On June 22, the Bank of England (BoE) announced a policy and draft rules shifting from proposed limits on individual and corporate stablecoin holdings to a temporary issuance ceiling of £40 billion for each systemic stablecoin product in the UK. This change applies to stablecoins recognized as systemic by HM Treasury, aiming to make GBP-denominated payment products easier to operate while still limiting the risk of deposits leaving the banking system.

What Changes Under the Draft Rules

In its 2025 proposal, the BoE had considered imposing holding limits of £20,000 for individuals and £10 million for corporates. These limits never came into effect and will not be pursued further under the newly published policy statement and draft Code of Practice.

Accordingly, each systemic stablecoin product will be subject to an initial maximum issuance limit of £40 billion. This limit is calculated on the total circulating token supply of each individual product, not the overall market size, nor is it a blanket cap applied across an issuer with multiple stablecoins.
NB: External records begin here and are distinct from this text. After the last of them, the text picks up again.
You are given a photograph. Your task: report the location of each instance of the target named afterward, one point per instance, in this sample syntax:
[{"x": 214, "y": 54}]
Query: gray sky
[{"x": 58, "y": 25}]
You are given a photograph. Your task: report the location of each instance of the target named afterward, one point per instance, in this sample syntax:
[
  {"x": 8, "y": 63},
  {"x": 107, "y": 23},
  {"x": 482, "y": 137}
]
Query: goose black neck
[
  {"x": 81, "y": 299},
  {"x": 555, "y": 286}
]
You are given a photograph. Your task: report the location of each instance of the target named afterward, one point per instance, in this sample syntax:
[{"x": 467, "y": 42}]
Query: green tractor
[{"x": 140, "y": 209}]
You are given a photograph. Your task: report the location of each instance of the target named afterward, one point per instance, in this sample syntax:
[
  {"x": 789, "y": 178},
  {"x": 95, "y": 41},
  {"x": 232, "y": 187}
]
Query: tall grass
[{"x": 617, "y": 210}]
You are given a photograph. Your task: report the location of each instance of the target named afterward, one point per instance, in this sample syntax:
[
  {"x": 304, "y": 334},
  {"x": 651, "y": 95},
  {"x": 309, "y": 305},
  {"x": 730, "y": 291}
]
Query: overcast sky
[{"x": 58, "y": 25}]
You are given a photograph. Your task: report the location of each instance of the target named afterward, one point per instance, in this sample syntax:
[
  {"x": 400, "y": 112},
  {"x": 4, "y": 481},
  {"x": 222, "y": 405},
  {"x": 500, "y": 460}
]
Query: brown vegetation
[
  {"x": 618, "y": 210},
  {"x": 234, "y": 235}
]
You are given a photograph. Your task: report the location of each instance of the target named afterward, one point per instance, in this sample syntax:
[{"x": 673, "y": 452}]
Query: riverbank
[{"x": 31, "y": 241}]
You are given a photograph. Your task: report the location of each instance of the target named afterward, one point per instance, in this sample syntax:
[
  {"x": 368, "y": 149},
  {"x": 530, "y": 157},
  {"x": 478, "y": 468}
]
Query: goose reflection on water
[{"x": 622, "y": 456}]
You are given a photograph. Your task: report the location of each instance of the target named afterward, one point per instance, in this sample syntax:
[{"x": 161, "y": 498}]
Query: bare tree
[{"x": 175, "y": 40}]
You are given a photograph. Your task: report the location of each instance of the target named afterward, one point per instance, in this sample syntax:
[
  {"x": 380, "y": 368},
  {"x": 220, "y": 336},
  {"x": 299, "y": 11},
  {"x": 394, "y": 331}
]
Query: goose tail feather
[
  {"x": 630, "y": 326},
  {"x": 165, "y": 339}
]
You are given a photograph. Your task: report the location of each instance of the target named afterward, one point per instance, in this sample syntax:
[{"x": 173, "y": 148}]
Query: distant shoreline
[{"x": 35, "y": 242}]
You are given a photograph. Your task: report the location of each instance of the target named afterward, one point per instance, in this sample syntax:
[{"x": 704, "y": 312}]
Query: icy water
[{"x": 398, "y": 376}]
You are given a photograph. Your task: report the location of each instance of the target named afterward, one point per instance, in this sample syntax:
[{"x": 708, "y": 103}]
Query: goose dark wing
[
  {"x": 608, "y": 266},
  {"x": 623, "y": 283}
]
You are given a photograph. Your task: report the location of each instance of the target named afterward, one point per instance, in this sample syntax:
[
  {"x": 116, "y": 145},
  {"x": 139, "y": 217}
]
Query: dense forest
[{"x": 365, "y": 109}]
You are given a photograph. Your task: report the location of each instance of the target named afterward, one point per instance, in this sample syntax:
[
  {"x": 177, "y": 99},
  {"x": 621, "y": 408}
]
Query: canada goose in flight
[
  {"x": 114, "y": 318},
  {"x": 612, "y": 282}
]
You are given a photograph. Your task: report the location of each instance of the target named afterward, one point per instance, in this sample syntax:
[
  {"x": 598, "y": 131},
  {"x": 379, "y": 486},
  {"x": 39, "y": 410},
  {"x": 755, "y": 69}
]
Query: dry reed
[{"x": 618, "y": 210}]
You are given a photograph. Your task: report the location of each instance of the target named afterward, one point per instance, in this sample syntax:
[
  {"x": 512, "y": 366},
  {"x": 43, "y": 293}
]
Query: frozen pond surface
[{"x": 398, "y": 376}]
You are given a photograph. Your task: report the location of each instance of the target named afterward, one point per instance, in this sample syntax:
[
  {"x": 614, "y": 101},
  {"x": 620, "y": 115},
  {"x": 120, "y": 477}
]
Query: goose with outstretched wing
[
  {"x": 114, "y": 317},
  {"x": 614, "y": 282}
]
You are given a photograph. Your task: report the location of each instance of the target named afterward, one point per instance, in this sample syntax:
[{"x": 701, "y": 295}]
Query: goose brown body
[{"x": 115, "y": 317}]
Under the draft rules, individuals and corporations will not face limits on the size, frequency, or type of stablecoin transactions, aside from constraints imposed by anti-money laundering, sanctions, and other existing laws. This mechanism eliminates the requirement to track real-time balance limits for individual users, which was one of the operational issues raised in consultation responses.

Why BoE Changed Course

The BoE stated that it dropped the proposed holding caps after consultation feedback raised concerns that the mechanism was complex, costly, and difficult to justify if only implemented during a transitional phase.

The central bank maintains its core concern regarding the rapid shift of bank deposits into stablecoins, which could impact bank liquidity and the capacity to extend credit to the economy. Therefore, the BoE shifted to capping the total issuance for each systemic stablecoin instead of monitoring the balances of individual consumers and corporates.

To set the £40 billion level, the BoE modeled a stress scenario, monitoring how many banks could fall below the 100% Liquidity Coverage Ratio threshold, the demand for central bank liquidity borrowing, and the likelihood of banks having to sell assets. The BoE stated that this ceiling provides a level of protection for credit supply equivalent to the old holding caps, but is easier to implement.

How the Draft Framework Works

The draft framework still requires systemic stablecoins to be backed 1:1. Under normal operating conditions, an issuer can hold a maximum of 70% of backing assets in short-term UK government debt securities with a remaining maturity of no more than six months; a minimum of 30% must be held as deposits at the BoE, and this portion will not earn interest. The BoE stated that this requirement reflects the design of stablecoins as a means of payment rather than a savings or investment product. For a stablecoin issued at the £40 billion limit, the 70/30 structure corresponds to a maximum of £28 billion in UK government debt securities and a minimum of £12 billion in deposits at the BoE.

Issuers must process redemption requests in real-time where possible, or complete them within 24 hours after receiving a fully valid request, completing AML/KYC checks, and receiving the tokens from the person requesting the exchange. Issuers are also prohibited from paying interest based on the duration a holder owns the stablecoin, though rewards tied to payment activities may still be permitted.

The BoE expects systemic issuers to directly access payment systems to support redemptions and interoperability with other forms of money. The central bank also plans to establish a Central Bank Liquidity Facility, allowing eligible issuers to borrow deposits from the BoE by pledging UK government debt securities as collateral; operational details will be published in 2027.

What the £40 Billion Cap Means

The £40 billion limit caps the volume of stablecoins issued and circulating, rather than the volume of payments users can make within a day. The BoE stated that this level is set at a scale sufficient for issuers to maintain a viable business model and serve major payment use cases; according to the authority, a stablecoin at that level could support daily transactions equivalent to major UK payment systems, where Faster Payments and card schemes process an average of around £1.4–£2.2 billion per day. The £40 billion level is also equivalent to approximately 10% of the average value processed daily by CHAPS.

This cap still creates a trade-off if demand grows faster than the volume of tokens an issuer is permitted to launch, as the price of the stablecoin on the secondary market could rise above par value. The BoE believes that such a scenario would require large and sustained capital flows, while committing to review the ceiling regularly and relax or remove it once risks to the credit supply are mitigated.

What Happens Next

Issuers of qualifying stablecoins will initially be subject to supervision by the FCA, the regulator responsible for issuance, custody, and admission to trading in the UK. Once a stablecoin is recognized as systemic by HM Treasury, the issuer will transition to a co-supervisory model, where the BoE takes charge of prudential risk and financial stability, while the FCA continues to oversee conduct and user protection.

The BoE said it will soon publish a joint document with the FCA regarding how firms transition between these two regimes. The draft Code of Practice is currently open for consultation until September 22, 2026, while the final rulebook is expected to be finalized by the end of the year.

Parallel to that process, the FCA has selected Monee Financial Technologies, ReStabilise, Revolut, and VVTX for the stablecoin sandbox. The trials include payments, wholesale settlement, and crypto trading, with results expected to contribute to shaping the final stablecoin rules in 2026.